JERUSALEM, (Reuters) – Defence Minister Ehud Barak called a surprise news conference on Wednesday and Israeli Army Radio said he would demand Prime Minister Ehud Olmert step aside after damaging testimony in a corruption case.
The unsourced radio report said Barak would threaten to take immediate action to force an early election if Olmert did not do so.
Barak’s Labour Party, Olmert’s biggest partner in a fragile ruling coalition, could bring down the government if it walked out. A new election would disrupt Israel’s peace talks with the Palestinians and its indirect negotiations with Syria. “Either Olmert suspends himself or the Labour Party must leave the government,” senior Labour legislator Danny Yatom said before Barak’s news conference, scheduled for 1:30 p.m. (1030 GMT).
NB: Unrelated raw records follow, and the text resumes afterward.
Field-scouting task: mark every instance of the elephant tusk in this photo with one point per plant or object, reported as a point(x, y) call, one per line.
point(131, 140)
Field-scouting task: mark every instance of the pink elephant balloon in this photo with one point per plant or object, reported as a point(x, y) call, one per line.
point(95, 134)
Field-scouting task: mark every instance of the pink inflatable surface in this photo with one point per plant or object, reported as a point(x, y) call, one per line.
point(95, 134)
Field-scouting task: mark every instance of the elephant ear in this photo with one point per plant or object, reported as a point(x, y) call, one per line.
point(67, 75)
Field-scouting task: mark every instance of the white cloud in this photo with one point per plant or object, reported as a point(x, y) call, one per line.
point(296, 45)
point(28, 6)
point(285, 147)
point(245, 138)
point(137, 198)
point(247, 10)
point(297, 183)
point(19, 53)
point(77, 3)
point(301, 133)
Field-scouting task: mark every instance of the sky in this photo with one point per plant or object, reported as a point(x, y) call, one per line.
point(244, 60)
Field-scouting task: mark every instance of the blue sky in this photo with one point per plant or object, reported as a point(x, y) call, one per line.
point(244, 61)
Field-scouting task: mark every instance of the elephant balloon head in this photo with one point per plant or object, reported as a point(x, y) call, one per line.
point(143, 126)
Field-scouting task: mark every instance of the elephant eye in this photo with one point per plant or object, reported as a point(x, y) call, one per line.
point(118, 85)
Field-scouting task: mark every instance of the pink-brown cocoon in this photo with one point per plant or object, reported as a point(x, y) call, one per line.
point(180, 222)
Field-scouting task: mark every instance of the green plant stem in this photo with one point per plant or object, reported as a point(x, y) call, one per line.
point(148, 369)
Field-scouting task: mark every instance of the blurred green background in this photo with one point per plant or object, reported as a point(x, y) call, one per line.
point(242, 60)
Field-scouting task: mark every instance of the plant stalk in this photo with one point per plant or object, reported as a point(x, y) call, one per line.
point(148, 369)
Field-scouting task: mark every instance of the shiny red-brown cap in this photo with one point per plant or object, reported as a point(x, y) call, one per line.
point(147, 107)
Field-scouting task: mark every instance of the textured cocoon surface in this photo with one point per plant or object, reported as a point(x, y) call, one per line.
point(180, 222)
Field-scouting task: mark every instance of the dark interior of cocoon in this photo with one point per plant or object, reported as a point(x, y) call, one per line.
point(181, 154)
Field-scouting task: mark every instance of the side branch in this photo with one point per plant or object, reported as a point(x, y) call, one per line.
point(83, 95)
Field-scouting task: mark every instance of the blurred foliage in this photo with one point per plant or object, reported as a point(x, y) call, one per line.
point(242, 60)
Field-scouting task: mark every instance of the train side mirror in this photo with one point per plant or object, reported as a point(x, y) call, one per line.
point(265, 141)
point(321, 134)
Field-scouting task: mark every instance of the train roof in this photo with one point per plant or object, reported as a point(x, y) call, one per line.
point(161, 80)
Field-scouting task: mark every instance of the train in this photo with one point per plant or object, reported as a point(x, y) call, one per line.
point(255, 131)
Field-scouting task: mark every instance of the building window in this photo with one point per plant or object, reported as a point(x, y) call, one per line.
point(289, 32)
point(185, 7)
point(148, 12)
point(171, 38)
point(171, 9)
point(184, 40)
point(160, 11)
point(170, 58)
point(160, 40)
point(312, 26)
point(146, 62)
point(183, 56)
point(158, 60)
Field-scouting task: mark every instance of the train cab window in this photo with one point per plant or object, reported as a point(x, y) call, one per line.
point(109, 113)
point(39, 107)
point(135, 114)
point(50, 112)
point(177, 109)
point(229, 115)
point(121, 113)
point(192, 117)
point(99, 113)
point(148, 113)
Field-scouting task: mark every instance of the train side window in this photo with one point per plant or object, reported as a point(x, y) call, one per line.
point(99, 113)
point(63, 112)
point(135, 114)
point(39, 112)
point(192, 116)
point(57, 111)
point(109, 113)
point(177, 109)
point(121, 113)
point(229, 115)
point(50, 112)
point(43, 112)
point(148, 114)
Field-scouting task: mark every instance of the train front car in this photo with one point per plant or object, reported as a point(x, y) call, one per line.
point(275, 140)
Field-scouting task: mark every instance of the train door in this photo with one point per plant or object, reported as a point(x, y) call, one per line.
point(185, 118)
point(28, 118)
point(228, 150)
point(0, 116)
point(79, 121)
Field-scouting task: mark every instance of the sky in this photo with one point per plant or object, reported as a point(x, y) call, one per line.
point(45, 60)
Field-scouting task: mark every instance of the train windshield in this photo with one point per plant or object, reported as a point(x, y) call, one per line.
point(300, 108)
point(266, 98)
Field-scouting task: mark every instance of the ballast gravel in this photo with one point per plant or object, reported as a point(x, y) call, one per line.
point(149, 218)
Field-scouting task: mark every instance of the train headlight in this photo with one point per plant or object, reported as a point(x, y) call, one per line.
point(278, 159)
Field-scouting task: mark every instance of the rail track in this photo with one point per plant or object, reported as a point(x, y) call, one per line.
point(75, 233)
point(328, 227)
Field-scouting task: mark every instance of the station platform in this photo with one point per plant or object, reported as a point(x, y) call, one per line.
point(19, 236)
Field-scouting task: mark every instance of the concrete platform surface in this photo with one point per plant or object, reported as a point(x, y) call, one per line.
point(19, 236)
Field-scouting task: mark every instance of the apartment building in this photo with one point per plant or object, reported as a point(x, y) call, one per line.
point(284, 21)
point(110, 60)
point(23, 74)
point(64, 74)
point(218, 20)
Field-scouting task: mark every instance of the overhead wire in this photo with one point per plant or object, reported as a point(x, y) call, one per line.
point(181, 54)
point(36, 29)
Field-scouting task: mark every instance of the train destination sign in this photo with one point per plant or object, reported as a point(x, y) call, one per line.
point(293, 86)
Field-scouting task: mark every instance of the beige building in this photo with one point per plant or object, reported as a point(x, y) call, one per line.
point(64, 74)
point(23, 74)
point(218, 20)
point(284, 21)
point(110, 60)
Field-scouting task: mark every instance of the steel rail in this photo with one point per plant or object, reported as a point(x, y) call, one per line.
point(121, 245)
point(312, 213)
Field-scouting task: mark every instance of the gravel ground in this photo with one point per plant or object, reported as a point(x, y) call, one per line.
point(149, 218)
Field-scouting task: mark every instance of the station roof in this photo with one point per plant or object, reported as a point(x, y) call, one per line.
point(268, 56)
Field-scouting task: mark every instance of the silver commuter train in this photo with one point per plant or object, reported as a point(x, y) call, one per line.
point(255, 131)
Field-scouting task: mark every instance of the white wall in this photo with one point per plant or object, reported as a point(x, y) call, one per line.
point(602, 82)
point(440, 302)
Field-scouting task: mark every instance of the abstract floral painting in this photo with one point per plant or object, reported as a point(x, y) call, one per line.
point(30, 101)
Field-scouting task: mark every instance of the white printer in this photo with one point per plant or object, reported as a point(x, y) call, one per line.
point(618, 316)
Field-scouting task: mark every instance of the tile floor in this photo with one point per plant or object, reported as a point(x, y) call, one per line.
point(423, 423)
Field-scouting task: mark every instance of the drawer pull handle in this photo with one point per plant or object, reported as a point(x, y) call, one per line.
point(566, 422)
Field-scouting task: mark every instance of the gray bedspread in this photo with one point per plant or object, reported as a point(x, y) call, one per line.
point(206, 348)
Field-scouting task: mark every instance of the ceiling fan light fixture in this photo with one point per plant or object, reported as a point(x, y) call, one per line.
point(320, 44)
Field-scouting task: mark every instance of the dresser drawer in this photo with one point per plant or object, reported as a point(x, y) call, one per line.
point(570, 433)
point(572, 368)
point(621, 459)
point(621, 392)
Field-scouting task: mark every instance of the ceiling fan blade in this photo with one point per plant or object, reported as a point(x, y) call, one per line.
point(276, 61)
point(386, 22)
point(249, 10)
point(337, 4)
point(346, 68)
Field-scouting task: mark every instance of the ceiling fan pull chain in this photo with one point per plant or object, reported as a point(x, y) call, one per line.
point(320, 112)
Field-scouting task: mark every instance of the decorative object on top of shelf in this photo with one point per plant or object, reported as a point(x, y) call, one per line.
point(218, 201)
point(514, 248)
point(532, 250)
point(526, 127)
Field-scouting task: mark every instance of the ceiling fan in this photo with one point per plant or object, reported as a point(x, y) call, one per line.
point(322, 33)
U.S. businessman Morris Talansky testified on Tuesday that he gave Olmert $150,000 in cash-stuffed envelopes, including personal loans that were never repaid, over a 15-year period before the veteran politician became Israel’s leader.
Israeli media reports said Barak, who did not make good on a threat to end his political partnership with Olmert after the costly 2006 Lebanon war, would say the prime minister could not do his job properly while under the current cloud of scandal.
Even in a country where many assume corruption at the top is rampant, the image painted in court of a politician with a penchant for expensive cigars and for cash over cheques offered by the American Jewish fundraiser was extraordinary.
Olmert, whose defence attorneys will cross-examine Talansky only in July, has acknowledged receiving money from the New York-based businessman but said the funds were legal election campaign contributions.
Denying any wrongdoing, he has said he would resign if indicted.
Tal Silberstein, an Olmert adviser, told Israeli Army Radio the prime minister had no intention of stepping aside now. “I can tell you, based on a recent conversation with him, that he has no intention of announcing that he is taking a leave of absence or declaring anything at this stage — not as long as he is trying to prove his innocence,” Silberstein said.
Should Olmert, 62, step aside temporarily while prosecutors pursue the corruption case against him, Foreign Minister Tzipi Livni, as his deputy, would likely take over, for an interim period of 100 days.
If Olmert quits outright, President Shimon Peres, under Israeli law, could name a replacement after consultation with leaders of parliamentary parties.
The frontrunner would likely be Livni, Israel’s chief delegate to peace talks with the Palestinians which the United States hopes can result in a statehood agreement by the end of the year.
Israel Radio painted another scenario, reporting that Barak was considering the formation of an emergency government with Benjamin Netanyahu’s right-wing opposition Likud party that would leave out Olmert’s centrist Kadima party.
Olmert, twice questioned by police in the past few weeks, has said he took cash from Talansky for two successful campaigns for mayor of Jerusalem in 1993 and 1998, a failed bid to lead Likud in 1999 and a further internal Likud election in 2002.
A judicial source said the sums involved totalled hundreds of thousands of dollars.
Talansky, 75, told the Jerusalem District Court that he had helped Olmert because he regarded the former Jerusalem mayor as “a man who could accomplish a great deal” for Israel.
A poll in the Haaretz newspaper said that 70 percent of the Israeli public did not believe that Olmert was telling the truth about using the money only for political campaigns.